ある新築木造戸建て住宅。引き渡しから約半年後、施主から「雨の日の夜だけ、突然家全体の電気が消えて(漏電ブレーカー作動)困っている」という連絡が入った。 電気工事店が訪問し、漏電している回路(分岐回路)を特定するために絶縁抵抗測定(メガー)を実施。晴れている日は数値が良い(メガオーム単位)が、雨が降り壁裏の湿度が高くなると、2階エアコン用回路の絶縁抵抗値が「0.05MΩ」以下に低下し、完全に漏電(地絡)していることが判明した。

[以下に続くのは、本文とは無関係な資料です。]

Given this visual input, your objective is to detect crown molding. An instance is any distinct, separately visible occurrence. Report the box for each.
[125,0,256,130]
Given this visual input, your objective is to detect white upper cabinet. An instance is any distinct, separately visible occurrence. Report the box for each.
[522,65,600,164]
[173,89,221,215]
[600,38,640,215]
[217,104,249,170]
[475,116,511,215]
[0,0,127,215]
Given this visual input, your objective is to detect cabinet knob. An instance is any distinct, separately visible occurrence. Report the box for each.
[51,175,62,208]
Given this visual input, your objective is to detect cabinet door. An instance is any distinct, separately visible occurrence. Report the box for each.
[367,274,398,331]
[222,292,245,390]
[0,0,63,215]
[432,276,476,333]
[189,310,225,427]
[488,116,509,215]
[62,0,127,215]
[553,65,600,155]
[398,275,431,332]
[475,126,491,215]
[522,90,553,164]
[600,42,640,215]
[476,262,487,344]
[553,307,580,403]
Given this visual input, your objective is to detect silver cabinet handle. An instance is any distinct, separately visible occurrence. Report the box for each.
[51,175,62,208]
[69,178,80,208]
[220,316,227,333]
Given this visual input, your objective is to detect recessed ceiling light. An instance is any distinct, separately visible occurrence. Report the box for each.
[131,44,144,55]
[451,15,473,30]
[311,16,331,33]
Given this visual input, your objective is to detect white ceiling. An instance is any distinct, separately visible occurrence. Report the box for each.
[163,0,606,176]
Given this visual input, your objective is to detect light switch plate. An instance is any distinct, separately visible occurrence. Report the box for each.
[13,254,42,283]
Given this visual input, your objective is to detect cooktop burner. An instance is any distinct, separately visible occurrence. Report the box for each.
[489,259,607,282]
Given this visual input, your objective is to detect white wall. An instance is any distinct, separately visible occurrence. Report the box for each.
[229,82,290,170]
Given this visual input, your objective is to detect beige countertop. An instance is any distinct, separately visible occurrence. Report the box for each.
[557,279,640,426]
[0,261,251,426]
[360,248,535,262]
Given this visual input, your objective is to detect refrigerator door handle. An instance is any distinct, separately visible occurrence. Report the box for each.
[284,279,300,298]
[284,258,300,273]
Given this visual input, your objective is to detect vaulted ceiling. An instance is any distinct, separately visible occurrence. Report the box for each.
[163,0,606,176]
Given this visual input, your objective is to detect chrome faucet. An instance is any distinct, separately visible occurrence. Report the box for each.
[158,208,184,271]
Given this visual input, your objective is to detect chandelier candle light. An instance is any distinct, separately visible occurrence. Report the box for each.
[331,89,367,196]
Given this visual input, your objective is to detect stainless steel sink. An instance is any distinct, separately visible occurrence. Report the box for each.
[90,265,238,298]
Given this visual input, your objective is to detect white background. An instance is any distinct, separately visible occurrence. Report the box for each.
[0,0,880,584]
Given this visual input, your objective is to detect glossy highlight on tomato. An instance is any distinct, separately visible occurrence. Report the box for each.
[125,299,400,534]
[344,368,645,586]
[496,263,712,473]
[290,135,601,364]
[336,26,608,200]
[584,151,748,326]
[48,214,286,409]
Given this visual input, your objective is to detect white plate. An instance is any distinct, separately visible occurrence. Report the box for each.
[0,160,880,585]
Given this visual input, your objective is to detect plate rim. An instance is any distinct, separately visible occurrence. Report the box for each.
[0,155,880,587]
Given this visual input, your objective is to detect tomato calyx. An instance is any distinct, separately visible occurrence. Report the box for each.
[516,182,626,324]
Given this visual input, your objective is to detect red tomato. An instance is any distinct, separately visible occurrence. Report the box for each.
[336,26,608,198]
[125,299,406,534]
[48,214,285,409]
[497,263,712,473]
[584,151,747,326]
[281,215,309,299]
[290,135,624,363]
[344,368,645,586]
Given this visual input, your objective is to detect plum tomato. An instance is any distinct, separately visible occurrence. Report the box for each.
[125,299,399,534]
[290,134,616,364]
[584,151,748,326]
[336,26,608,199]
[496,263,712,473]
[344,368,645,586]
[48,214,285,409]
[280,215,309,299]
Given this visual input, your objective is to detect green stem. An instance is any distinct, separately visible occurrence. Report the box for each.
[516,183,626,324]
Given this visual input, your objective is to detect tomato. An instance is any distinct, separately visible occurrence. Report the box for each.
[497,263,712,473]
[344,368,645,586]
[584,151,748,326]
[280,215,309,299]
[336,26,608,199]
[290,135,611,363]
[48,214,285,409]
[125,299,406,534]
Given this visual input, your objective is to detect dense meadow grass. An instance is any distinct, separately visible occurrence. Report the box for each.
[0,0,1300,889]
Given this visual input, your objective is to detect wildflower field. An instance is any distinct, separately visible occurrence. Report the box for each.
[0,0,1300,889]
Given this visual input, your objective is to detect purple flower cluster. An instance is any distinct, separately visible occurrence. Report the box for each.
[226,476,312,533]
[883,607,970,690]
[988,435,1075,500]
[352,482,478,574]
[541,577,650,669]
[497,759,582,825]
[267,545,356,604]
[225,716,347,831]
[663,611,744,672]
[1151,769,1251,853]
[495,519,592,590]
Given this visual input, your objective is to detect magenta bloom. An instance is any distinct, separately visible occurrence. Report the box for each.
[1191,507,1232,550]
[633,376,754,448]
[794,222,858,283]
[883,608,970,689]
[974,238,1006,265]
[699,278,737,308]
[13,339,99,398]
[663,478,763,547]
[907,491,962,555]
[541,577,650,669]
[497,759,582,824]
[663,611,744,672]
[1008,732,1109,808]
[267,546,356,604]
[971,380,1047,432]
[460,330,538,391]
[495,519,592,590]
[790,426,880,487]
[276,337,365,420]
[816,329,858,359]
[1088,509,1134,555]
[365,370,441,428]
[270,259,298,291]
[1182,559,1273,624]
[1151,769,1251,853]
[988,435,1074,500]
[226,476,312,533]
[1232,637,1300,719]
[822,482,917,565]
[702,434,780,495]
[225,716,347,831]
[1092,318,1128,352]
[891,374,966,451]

壁を一部開口して配線ルートを調査したところ、柱に這わせて固定していたVVFケーブル(2.0mm-2C)の固定箇所でトラブルが起きていた。 VVFを木柱に固定するための金属製ステップルが、ハンマーの叩きすぎによってシースを突き破り、中の黒色被覆に食い込んで、銅導体に接触していた。

【漏電ルート】
通電 ➔ 銅導体 ➔ 金属ステップル ➔ 雨で濡れた木柱 ➔ 住宅の基礎アース ➔ 漏電ブレーカー作動!

施工時の作業者のハンマー加減のミスが、半年後に雨水をきっかけとして深刻な漏電トラブルを引き起こした事例だ。


2. なぜ起こる?ステップル打ちすぎによる被覆破壊のステップ

ステップル固定は非常にシンプルな作業ですが、金属製ステップルは両端が鋭利なクギ形状になっているため、ハンマーの打ち方を誤ると刃物のように電線を傷つけます。

graph TD
    A[VVFケーブルを柱に当てる] --> B[金属製ステップルをまたがせてハンマーで叩く]
    B --> C{ハンマーを強く叩きすぎる}
    C --> D[ステップルの肩がシースを押し潰す]
    D --> E[金属エッジがビニル絶縁体を貫通 ➔ 銅線に接触]
    E --> F{施工直後}
    F --> G[絶縁がギリギリ保たれ、導通検査はパス]
    E --> H{長期間の経過 湿気・温度変化}
    H --> I[ステップルから木柱へ漏電 ➔ 漏電ブレーカー作動・木部炭化]

① シースの変形とエッジの食い込み

VVFのグレーの外皮(シース)はポリ塩化ビニル(PVC)でできており、弾力性があります。しかし、ステップルを力任せに打ち込むと、シースが過度に圧縮され、ステップルの内側カド(プレスで打ち抜かれた鋭利な角)がシースを切り裂くように食い込みます。

② 内線被覆の裂け

外シースを貫通したステップルは、さらに内部の銅線を直接保護している絶縁体(黒・白・赤のビニル被覆)を押し潰します。これによりビニルが横に逃げて薄くなり、最終的に金属ステップルが直接「銅線」に触れてしまいます。

③ 施工直後の検査の罠

被覆に傷が入っていても、ステップルの金属部が「黒線」だけに接触し「白線」に接触していなければ、ショート(異相間短絡)はしません。また、木材が乾燥していれば地絡電流も極めて微小なため、新築時の検査(メガ測定)をすり抜けてしまうことが、このやらかしの最も厄介なポイントです。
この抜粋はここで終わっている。